To the unassuming, Paris Saint-Germain are Paris’ only football club.

As much as their owners might want to present this narrative, of course it is not true. Red Star are a club steeped in tradition and social activism. Paris FC have flirted with promotion from Ligue 2 in recent seasons. And then you have Racing Club de France Football.

Formed in 1882 and a founding member of Ligue 1, Racing are one of France’s most historic clubs. Their greatest period of success came during the 1930s and 1940s, when they won a league title and five Coupe de France trophies.

A brief resurgence came at the beginning of the 1960s, with back-to-back second place finishes in Division 1, but by the end of the decade Racing were in the fourth division. Not much happened for the next 20 years, until they were bought by Jean-Luc Lagardère.
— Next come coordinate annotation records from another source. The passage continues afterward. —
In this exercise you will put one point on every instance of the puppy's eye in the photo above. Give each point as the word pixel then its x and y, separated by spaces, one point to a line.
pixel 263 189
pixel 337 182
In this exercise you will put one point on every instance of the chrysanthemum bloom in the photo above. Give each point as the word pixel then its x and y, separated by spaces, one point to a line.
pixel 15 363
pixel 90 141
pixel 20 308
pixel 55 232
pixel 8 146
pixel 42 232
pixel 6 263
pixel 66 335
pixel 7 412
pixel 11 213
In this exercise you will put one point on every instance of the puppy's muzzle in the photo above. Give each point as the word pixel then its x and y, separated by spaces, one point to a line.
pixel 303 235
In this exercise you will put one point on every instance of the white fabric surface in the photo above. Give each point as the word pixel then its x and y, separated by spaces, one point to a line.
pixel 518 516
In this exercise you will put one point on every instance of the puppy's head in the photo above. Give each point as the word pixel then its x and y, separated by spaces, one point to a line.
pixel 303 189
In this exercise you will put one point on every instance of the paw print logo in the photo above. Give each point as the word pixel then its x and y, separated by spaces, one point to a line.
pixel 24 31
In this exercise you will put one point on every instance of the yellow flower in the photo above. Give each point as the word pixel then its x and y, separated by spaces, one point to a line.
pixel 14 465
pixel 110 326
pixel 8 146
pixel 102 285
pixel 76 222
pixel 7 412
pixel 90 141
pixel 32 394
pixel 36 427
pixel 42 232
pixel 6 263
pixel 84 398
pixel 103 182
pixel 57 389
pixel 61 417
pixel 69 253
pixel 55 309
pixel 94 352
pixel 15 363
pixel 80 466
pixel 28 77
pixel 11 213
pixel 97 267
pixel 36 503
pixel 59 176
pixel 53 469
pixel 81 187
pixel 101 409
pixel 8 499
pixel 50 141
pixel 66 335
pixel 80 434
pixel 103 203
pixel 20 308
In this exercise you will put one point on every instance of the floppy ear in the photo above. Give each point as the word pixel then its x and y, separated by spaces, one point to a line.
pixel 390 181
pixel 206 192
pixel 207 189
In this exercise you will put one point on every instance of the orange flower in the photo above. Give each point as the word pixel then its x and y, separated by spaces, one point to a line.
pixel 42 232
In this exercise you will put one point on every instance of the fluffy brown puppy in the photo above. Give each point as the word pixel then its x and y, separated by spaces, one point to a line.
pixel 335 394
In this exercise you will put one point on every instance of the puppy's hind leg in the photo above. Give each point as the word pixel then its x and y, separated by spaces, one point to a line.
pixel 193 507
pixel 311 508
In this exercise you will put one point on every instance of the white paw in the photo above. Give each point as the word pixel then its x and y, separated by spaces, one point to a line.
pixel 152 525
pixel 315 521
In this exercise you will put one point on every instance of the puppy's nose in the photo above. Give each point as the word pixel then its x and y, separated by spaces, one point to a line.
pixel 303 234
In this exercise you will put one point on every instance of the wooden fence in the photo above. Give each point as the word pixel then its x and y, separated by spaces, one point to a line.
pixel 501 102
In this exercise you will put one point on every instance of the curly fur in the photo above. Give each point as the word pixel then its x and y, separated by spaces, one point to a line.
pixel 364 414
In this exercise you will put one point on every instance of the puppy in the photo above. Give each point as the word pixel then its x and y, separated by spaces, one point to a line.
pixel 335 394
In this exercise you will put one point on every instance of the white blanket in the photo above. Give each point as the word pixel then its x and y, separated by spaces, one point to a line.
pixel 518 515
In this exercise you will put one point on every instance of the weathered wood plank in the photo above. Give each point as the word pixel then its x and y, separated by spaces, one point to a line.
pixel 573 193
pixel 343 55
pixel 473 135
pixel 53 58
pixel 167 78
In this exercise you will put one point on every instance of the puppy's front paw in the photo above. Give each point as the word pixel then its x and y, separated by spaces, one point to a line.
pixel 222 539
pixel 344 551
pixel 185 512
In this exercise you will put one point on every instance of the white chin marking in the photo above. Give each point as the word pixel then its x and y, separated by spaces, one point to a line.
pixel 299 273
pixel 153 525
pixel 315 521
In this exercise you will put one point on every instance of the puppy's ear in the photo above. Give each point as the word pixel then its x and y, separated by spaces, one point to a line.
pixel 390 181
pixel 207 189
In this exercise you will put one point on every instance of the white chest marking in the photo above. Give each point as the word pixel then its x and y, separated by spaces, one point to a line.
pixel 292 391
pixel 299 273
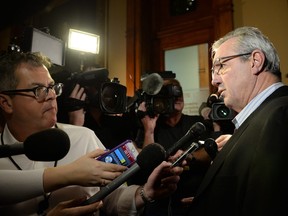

An extremely successful businessman, Lagardère started out in engineering but grew to become CEO of industrial giant Matra. This company became famous for its association with motor racing, as Lagardère’s Matra-Ford team won both Formula 1 titles in 1969, alongside other forays into the 24 Hours of Le Mans and rallying.

His expansion into football started in the late 1970s, although his intention to form a new team called Paris 1 never materialised. Lagardère returned in 1982, with the intention of restoring Racing – a name with more than a little irony – to their former glory.

The plan was to merge Paris FC and Racing, but the latter refused. Not used to rejection, Lagardère simply bought PFC, renaming it ‘Racing Paris 1’ and copying Racing’s light blue and white kit. Within a year the merger had taken place.

Racing jumped up a league to Division 2, and in 1984 beat Saint-Étienne in the promotion play-off. The team moved from their historic Colombes home to the Parc des Princes. Prolific Algerian icon Rabah Madjer was up front. Lagardère spoke of “Racing succeeding Saint-Étienne in the hearts of the French people.” As usual, he appeared to be getting his way.

Then Racing finished bottom.

Maxime Bossis, starting centre back in France’s victorious Euro 1984 campaign, arrived from Nantes on a monthly wage of 300,000 francs. Having defeated Saint-Étienne in a case of play-off déjà vu, now Lagardère really laid down the gauntlet.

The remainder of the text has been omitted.